Unique: Implements Docker provider with X11/Wayland display server integration for GUI application interaction, container lifecycle management, and custom Dockerfile support. Enables reproducible agent execution across different host systems with container isolation.
vs alternatives: More lightweight than VMs because Docker uses container isolation vs. full virtualization; X11 integration enables GUI application support vs. headless-only alternatives.
Implements Windows Sandbox provider for isolated agent execution on Windows 10/11 Pro/Enterprise, and host provider for direct OS execution. Windows Sandbox provider creates ephemeral sandboxed environments with automatic cleanup. Host provider enables direct agent execution on live Windows system without isolation. Both providers support native Windows input simulation (SendInput API) and clipboard operations. Handles Windows-specific action execution (window management, registry access).
Unique: Implements both Windows Sandbox provider (ephemeral isolated environments with automatic cleanup) and host provider (direct OS execution) with native Windows input simulation (SendInput API) and clipboard support. Handles Windows-specific action execution including window management.
vs alternatives: Windows Sandbox provides better isolation than host execution while avoiding VM overhead; native SendInput API enables more reliable input simulation than generic input methods.

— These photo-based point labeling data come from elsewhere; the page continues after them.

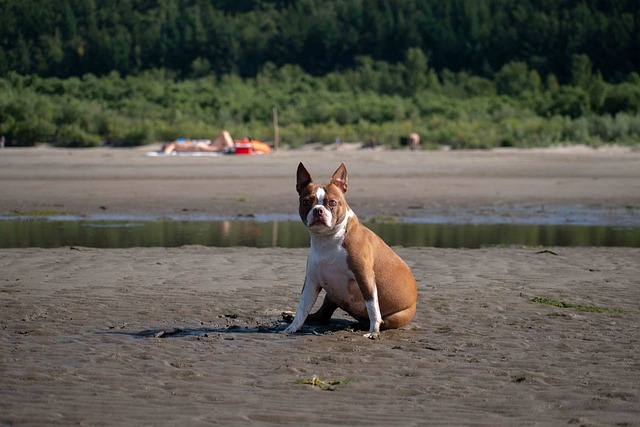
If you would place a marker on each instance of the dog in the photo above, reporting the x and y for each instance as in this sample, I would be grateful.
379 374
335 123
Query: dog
358 271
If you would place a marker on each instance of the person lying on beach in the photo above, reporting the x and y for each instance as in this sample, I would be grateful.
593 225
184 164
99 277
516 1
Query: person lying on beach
223 142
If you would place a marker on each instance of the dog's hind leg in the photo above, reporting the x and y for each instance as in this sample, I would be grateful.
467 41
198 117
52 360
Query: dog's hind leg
399 318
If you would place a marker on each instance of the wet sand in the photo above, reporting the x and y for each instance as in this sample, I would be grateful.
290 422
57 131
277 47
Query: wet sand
188 336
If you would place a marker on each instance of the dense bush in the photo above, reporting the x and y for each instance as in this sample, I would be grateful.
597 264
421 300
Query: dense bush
457 110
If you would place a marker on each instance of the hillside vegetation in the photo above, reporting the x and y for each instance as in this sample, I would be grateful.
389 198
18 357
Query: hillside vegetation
464 74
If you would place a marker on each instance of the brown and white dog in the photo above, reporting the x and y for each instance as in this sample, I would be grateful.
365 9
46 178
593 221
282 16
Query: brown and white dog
358 271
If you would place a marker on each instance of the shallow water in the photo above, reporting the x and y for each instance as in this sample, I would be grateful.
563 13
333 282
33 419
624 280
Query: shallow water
48 233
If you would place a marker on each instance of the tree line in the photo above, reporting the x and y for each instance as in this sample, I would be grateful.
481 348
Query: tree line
193 38
465 74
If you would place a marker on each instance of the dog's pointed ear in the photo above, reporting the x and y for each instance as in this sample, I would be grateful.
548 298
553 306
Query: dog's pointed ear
303 178
339 178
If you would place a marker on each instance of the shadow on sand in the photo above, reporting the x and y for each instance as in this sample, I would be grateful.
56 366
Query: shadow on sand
336 325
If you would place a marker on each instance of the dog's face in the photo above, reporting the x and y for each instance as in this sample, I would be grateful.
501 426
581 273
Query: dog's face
322 206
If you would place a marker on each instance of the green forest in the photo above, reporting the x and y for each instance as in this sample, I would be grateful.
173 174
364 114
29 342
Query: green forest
461 73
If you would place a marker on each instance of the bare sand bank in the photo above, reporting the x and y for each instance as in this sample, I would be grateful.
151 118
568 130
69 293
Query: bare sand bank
187 336
382 183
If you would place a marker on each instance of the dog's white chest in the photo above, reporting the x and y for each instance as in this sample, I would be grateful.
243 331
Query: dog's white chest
328 268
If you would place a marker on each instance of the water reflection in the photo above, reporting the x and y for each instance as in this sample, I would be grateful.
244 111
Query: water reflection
291 234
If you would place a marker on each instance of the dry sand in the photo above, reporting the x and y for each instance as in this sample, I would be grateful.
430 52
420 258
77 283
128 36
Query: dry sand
186 336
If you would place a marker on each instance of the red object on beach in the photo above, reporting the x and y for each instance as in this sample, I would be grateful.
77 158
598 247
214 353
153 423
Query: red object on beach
251 146
243 147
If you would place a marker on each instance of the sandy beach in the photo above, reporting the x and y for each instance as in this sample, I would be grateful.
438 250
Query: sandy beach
188 336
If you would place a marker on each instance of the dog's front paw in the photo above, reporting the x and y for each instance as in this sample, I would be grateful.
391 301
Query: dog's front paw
372 335
289 331
288 316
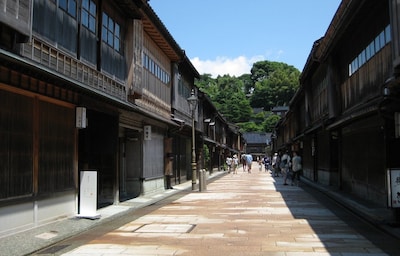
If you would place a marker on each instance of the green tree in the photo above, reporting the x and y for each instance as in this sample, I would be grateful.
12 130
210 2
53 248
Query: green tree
275 84
269 84
270 122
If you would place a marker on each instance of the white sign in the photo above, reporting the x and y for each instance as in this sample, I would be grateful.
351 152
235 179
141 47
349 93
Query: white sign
81 117
394 187
88 195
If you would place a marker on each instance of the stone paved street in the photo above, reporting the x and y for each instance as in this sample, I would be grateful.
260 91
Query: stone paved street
242 214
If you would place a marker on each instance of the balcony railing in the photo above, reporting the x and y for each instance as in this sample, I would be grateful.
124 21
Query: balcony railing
74 69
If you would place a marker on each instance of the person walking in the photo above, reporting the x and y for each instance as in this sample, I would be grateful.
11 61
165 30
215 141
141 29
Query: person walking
285 167
249 161
296 167
267 162
229 163
243 160
235 164
260 163
275 165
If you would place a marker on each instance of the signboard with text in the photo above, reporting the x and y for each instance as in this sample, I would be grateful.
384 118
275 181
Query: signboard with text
394 188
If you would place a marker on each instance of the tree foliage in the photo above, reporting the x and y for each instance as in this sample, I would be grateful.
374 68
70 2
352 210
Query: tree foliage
269 84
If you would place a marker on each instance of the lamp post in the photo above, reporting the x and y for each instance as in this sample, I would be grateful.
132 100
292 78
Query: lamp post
192 100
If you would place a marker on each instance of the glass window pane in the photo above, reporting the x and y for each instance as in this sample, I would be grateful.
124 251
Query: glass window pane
105 19
110 24
92 24
85 18
63 4
72 8
117 30
382 39
388 35
104 34
116 44
92 9
85 4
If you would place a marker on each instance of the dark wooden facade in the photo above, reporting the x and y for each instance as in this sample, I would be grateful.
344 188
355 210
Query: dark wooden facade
342 119
116 60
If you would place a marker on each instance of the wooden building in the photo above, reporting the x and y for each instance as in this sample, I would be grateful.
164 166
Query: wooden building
343 119
89 85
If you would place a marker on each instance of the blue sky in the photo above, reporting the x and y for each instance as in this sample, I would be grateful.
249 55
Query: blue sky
227 36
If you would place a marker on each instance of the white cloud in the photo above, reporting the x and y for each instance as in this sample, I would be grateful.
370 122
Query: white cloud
226 66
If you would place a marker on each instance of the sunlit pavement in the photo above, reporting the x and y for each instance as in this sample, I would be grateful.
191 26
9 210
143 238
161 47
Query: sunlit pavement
238 214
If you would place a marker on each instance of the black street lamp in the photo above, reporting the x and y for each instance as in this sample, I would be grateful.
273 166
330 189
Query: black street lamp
192 100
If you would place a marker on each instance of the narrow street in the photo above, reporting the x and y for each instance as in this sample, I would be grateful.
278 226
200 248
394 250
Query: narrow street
239 214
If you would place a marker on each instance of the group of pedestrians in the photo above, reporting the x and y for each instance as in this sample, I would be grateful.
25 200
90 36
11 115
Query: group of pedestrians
289 166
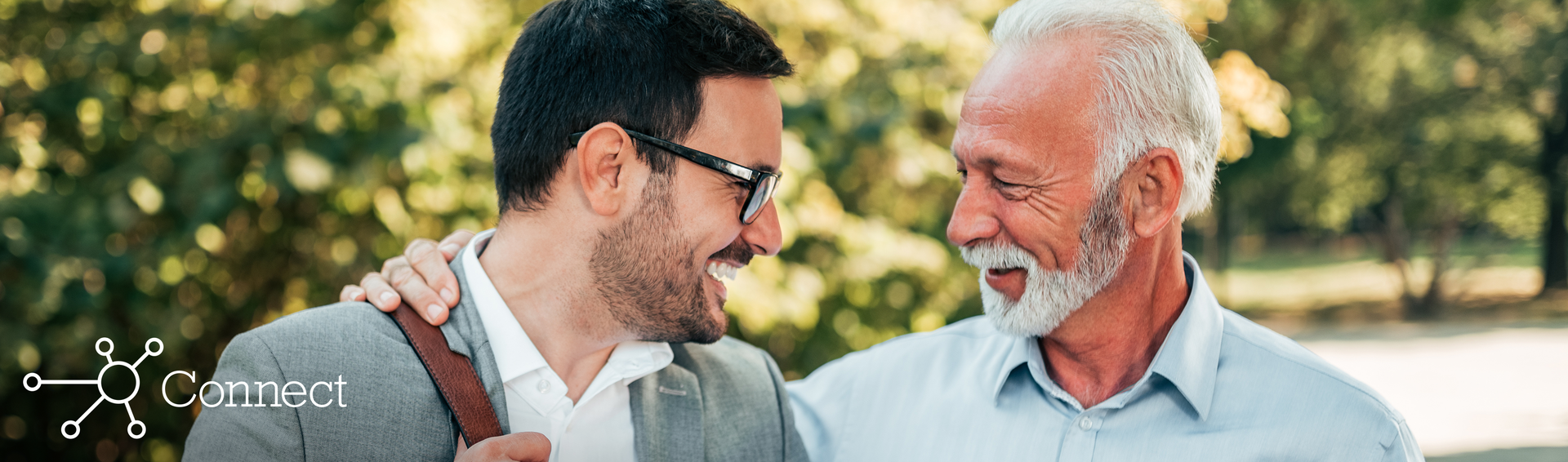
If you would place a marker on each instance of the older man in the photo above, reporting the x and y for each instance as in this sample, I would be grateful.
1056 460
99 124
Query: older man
1082 144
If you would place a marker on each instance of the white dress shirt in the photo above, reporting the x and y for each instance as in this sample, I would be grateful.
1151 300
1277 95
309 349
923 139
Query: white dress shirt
1218 389
599 424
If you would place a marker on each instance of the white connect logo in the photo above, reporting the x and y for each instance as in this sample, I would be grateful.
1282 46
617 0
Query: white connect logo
71 429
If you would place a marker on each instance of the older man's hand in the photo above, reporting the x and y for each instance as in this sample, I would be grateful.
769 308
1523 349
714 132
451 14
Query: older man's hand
523 446
421 276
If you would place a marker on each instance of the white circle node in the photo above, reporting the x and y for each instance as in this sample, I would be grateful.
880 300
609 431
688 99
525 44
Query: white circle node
134 375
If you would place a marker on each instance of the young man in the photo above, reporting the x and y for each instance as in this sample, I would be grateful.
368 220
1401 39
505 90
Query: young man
637 144
1082 144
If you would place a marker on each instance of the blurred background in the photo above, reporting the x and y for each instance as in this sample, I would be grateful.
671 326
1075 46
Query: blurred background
1392 189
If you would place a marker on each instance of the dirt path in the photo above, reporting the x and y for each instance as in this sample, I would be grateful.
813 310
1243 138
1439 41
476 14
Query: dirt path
1467 390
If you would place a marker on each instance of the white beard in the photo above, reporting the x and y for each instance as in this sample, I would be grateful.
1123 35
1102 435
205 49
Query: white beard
1049 296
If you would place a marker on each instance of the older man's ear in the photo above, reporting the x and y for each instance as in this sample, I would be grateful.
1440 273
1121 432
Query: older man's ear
1156 184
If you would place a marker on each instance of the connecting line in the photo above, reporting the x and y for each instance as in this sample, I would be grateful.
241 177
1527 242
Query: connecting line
90 409
145 354
66 383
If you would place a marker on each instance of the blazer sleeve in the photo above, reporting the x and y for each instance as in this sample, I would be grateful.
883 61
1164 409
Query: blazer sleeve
223 433
794 448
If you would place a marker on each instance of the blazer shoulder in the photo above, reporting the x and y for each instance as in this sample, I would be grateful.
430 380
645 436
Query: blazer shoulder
725 358
336 323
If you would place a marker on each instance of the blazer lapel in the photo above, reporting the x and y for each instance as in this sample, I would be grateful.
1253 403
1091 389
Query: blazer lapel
666 415
466 335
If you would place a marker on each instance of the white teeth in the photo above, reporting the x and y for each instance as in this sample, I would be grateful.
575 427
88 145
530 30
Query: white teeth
722 271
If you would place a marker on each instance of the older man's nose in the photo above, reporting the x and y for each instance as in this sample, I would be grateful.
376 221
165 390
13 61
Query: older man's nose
973 220
763 235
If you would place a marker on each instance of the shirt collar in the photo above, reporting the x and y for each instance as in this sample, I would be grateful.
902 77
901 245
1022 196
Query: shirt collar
514 351
1189 358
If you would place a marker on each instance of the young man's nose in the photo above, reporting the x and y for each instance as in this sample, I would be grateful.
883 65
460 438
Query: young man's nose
763 235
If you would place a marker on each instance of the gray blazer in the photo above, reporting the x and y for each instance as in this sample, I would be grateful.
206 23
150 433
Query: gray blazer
722 402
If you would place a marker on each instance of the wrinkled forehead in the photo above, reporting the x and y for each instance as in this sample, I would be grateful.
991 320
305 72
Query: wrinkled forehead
1046 85
741 122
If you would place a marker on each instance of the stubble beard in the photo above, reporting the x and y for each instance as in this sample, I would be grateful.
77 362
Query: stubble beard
1051 296
645 278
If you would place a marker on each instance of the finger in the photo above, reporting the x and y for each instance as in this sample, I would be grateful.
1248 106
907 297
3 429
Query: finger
380 293
352 293
434 269
412 288
524 446
453 243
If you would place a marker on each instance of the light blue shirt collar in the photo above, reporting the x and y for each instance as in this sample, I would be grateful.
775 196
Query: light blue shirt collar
1189 358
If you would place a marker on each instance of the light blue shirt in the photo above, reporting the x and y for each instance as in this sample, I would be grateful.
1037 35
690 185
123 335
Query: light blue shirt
1218 389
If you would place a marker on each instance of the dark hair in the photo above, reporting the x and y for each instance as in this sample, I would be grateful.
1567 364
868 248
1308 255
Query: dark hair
637 63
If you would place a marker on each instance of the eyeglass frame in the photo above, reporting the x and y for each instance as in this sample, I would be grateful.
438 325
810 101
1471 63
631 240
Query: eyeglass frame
753 177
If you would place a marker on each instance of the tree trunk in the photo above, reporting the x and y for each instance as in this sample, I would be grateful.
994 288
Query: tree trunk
1554 242
1431 304
1396 247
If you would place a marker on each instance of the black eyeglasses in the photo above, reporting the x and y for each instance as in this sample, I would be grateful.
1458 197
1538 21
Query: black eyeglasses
760 184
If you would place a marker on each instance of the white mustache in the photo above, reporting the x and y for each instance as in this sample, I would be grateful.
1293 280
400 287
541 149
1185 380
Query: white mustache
998 255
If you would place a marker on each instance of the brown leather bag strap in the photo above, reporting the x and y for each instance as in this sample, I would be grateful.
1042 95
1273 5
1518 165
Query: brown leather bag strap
453 376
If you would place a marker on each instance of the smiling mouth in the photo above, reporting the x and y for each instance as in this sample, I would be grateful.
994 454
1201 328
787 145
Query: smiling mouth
722 269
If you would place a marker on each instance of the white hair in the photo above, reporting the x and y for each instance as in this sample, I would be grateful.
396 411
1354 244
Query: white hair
1156 87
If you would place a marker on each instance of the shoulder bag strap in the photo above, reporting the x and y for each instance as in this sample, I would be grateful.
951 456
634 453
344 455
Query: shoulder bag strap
453 376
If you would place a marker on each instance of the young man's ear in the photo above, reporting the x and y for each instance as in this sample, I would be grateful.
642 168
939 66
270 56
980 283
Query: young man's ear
606 158
1156 182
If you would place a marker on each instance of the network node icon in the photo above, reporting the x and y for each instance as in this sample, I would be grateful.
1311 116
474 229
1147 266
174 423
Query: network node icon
73 428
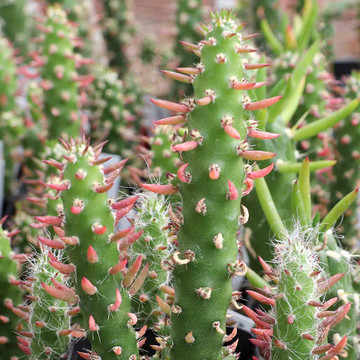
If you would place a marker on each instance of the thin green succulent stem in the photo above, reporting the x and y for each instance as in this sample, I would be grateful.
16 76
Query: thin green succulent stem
290 167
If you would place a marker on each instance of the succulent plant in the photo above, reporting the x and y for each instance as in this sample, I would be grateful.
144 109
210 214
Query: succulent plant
299 322
60 81
10 294
104 305
14 23
46 335
8 82
153 219
118 29
189 13
347 170
213 177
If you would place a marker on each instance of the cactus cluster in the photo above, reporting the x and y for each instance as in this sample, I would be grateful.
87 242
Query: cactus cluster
299 322
149 273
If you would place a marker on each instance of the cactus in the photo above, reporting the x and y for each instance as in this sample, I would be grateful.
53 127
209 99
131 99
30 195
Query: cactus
8 273
13 23
118 31
58 70
11 133
312 231
347 170
8 84
189 13
335 259
299 322
110 120
211 184
35 127
46 336
276 119
105 305
153 219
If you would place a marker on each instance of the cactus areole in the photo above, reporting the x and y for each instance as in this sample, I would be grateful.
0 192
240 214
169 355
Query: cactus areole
91 245
211 187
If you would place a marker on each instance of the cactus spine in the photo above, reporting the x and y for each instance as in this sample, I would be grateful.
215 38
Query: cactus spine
299 323
152 218
9 295
48 321
103 291
211 183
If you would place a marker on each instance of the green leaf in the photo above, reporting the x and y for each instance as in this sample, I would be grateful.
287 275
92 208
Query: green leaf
320 125
338 210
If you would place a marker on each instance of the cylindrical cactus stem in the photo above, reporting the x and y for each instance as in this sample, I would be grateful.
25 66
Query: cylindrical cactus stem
60 80
7 76
47 335
153 219
118 31
9 295
335 259
298 325
91 245
189 13
110 120
211 182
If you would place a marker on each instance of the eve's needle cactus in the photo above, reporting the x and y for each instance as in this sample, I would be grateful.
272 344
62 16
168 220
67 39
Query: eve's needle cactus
152 218
46 336
60 81
298 325
211 182
90 241
10 294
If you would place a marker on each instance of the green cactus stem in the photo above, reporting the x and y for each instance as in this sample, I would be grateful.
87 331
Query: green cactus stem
58 70
91 245
335 259
152 217
35 127
347 171
211 181
47 317
118 31
298 325
110 119
9 295
8 84
189 13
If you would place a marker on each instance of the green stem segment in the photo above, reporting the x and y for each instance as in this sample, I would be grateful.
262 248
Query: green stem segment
211 185
92 247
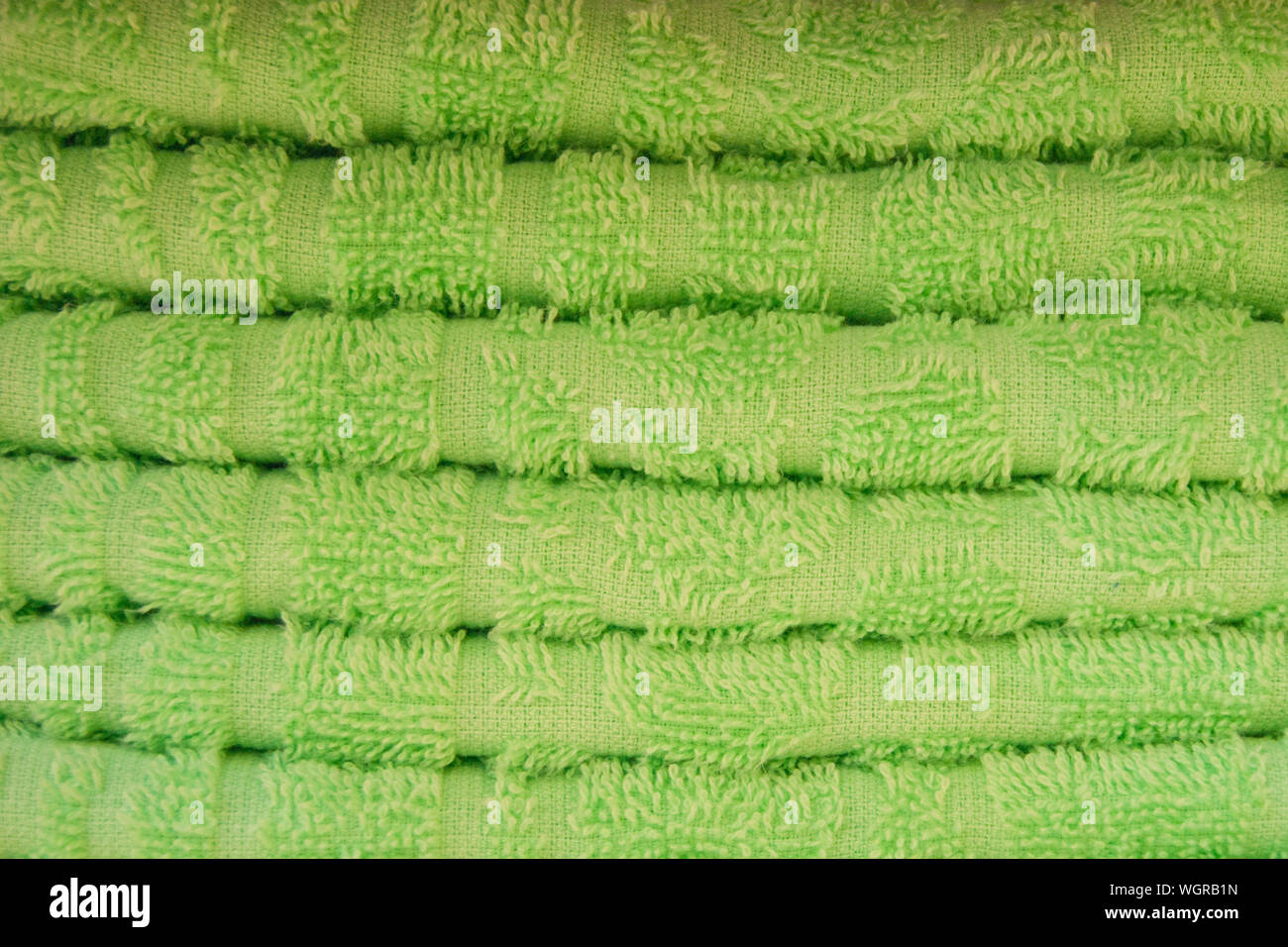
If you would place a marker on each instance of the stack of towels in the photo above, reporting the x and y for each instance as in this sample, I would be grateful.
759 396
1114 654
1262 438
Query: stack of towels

Implements comprehensive telemetry and logging infrastructure capturing agent execution metrics (latency, token usage, action success rate), errors, and performance data. Supports structured logging with contextual information (task ID, agent ID, timestamp). Integrates with external monitoring systems (e.g., Datadog, CloudWatch) for centralized observability. Provides error categorization and automatic error recovery suggestions. Enables debugging through detailed execution logs with configurable verbosity levels.
Unique: Implements structured telemetry and logging system with contextual information (task ID, agent ID, timestamp), error categorization, and automatic error recovery suggestions. Integrates with external monitoring systems for centralized observability.
vs alternatives: More comprehensive than basic logging because it captures metrics and structured context; integration with external monitoring enables centralized observability vs. log file analysis.
Implements the core agent loop (screenshot → LLM reasoning → action execution → repeat) via the ComputerAgent class, with pluggable callback system and custom loop support. Developers can override loop behavior at multiple extension points: custom agent loops (modify reasoning/action selection), custom tools (add domain-specific actions), and callback hooks (inject monitoring/logging). Supports both synchronous and asynchronous execution patterns.
Unique: Provides a callback-based extension system with multiple hook points (pre/post action, loop iteration, error handling) and explicit support for custom agent loop subclassing, allowing developers to override core loop logic without forking the framework. Supports both native computer-use models and composed models with grounding adapters.
vs alternatives: More flexible than frameworks with fixed loop logic; callback system enables non-invasive monitoring/logging vs. requiring loop subclassing, while custom loop support accommodates novel agent architectures that standard loops cannot express.